Thursday 28 January 2016

Writers' Conference 2015 Podcast

I have started a series of podcasts over on Spreaker!

My very first podcast episode was for my own personal writing show, called AD HOC. As the name suggests, this is a short 5-7 minute show where I chat informally about what I'm working on at the moment. and any thoughts I have on writing or being a writer in general. Not sure about the frequency at the moment, but it would be nice to make it weekly.

My second podcast episode is a more epic job, and well worth a listen if you enjoy listening to writers 'out of hours' and with a glass of wine in hand. It's the first in a new podcast show called TYPEFACE, which I'm hoping to produce monthly, on or around the first of every month (this first one is a little early as I have a busy weekend ahead). TYPEFACE will feature interviews, news and general chat about the world of books and writing.

But I thought I'd kick off the series with a very special podcast, composed almost entirely of interviews on the hoof with writers at a conference last summer.

Here's how it came about ...

At the Romantic Novelists Association Conference, London 2015 - which was a lively event and very hot, with plenty of outdoor drinks and mingling in the evenings - I ventured forth with my trusty iPad and took recordings of writers chatting.

Announcing my intention to record as I approached, I grabbed snippets of conversation, interviews, ran informal question and answer sessions around the packed benches, and generally tried to capture the excited buzz of a writers' conference. After all, this is a writers' conference where (mostly) women who work alone in a room all year get out to meet other writers, exchange news and information, gossip freely, and generally let their hair down without any kids or significant others around to dampen the fun.

Writers recorded include:
 Milly Johnson, Katie Fforde, Talli Roland, Alison May, Kate Johnson, Ruth Frances Long, Rhoda Baxter, Hazel Gaynor, John Jackson, Jo Gilliver, Cal Andrews, Adrienne Vaughan, Lizzie Lamb, Joan Fleming, Rosemary Gemmel, Jan Jones, Roger Sanderson, Liz Fenwick, Brigid Coady, Jane Eastgate, Imogen Howson, Jenny Barden, Janet Gover, Carol Townend, Liam Livings, Fiona Harper, Frieda Lightfoot, Jane Lovering, Lucy Wheeler and many others ...

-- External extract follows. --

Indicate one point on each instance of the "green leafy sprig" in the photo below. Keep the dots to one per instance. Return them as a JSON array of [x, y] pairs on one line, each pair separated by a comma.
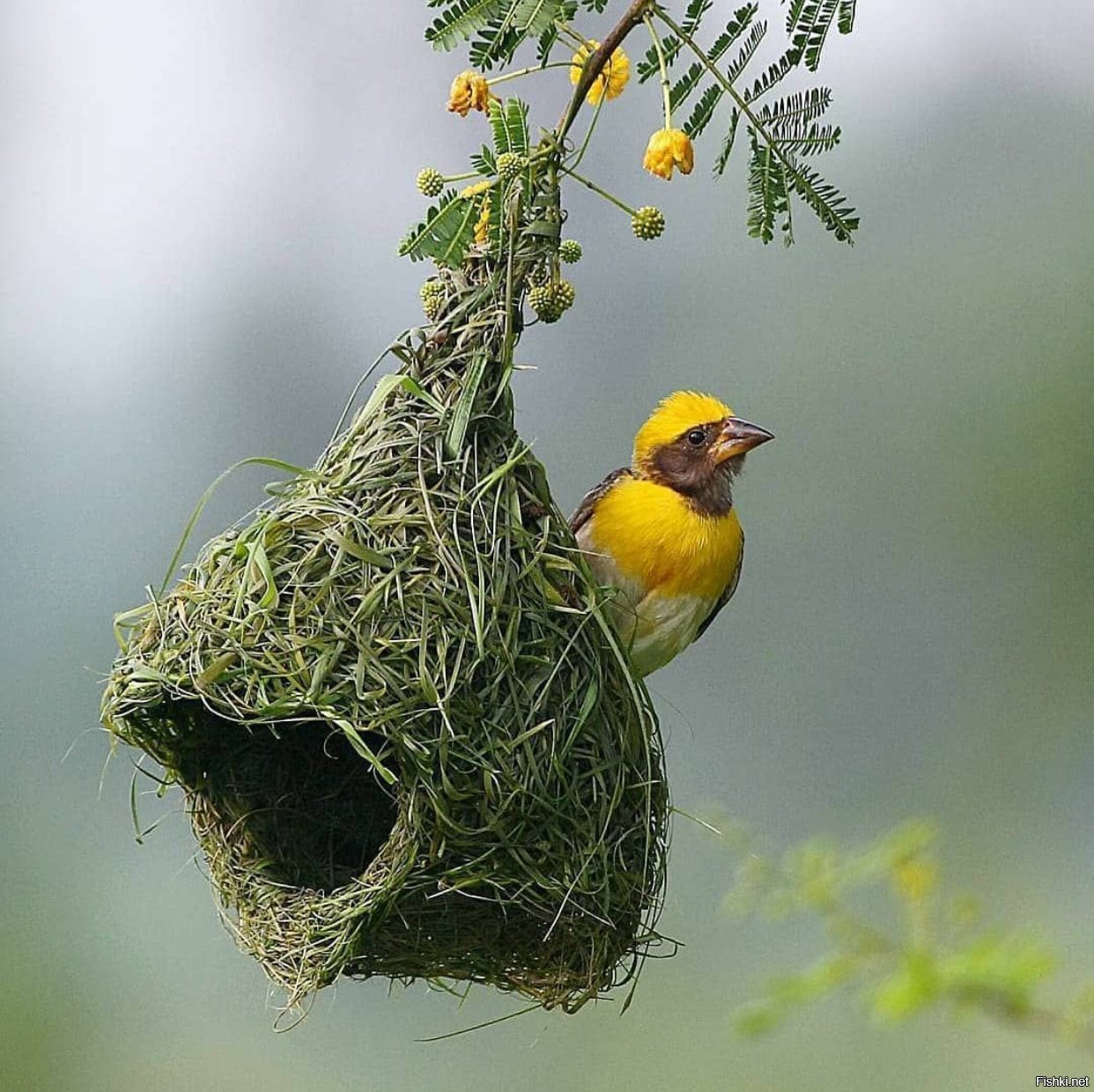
[[718, 79], [931, 951]]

This unofficial podcast - THE RNA CONFERENCE 2015 PODCAST - is the result.

RNA CONFERENCE PODCAST (photo: Talli Roland)

Enjoy!


Please do FOLLOW my Spreaker account if you enjoy listening to writing podcasts - for there will be more to come this year.
Also, click LIKE to show your appreciation, leave a comment under the podcast, and/or share the link on social media.

It all helps!


Disclaimer: I am no longer affiliated to the RNA. This work is unofficial and not sanctioned in any way by the RNA.

Monday 25 January 2016

Amazon Publishing acquires GIRL NUMBER ONE

I'm utterly thrilled to announce the sale of my self-published debut thriller GIRL NUMBER ONE to Amazon Publishing's crime and thriller imprint, Thomas & Mercer.

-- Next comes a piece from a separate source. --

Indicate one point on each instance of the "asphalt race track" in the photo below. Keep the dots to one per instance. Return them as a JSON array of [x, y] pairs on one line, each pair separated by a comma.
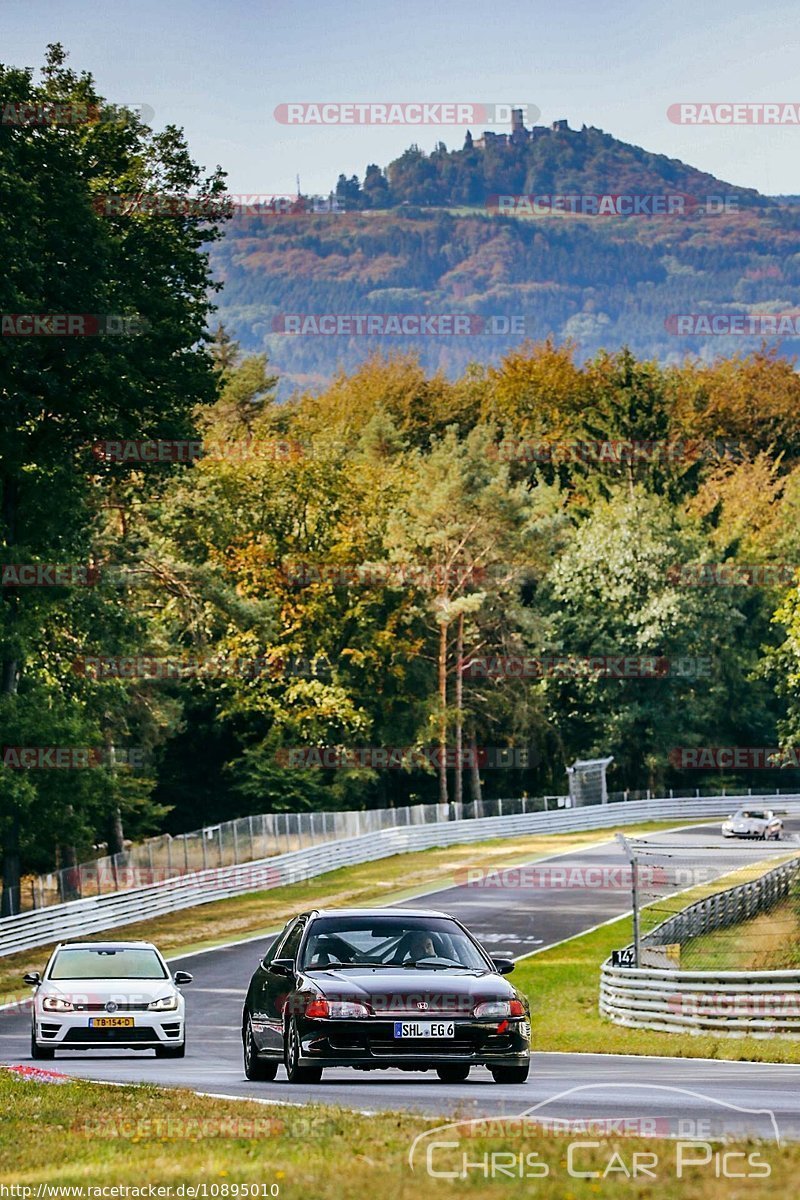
[[511, 922]]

GIRL NUMBER ONE: a No. 1 Bestselling Thriller

Some of you will recall the convoluted history of this book, which was rejected last year by well over a dozen publishers. I believed in the book, and wanted to find it a readership, so decided to put the book on the market myself. I did everything on my own: editing, cover, blurb, marketing, and published the book in September 2015 at 99p, under my maiden name Jane Holland.

After a slow start, GIRL NUMBER ONE entered the UK Kindle Top 100, and reached Number 1 in the UK on December 10th.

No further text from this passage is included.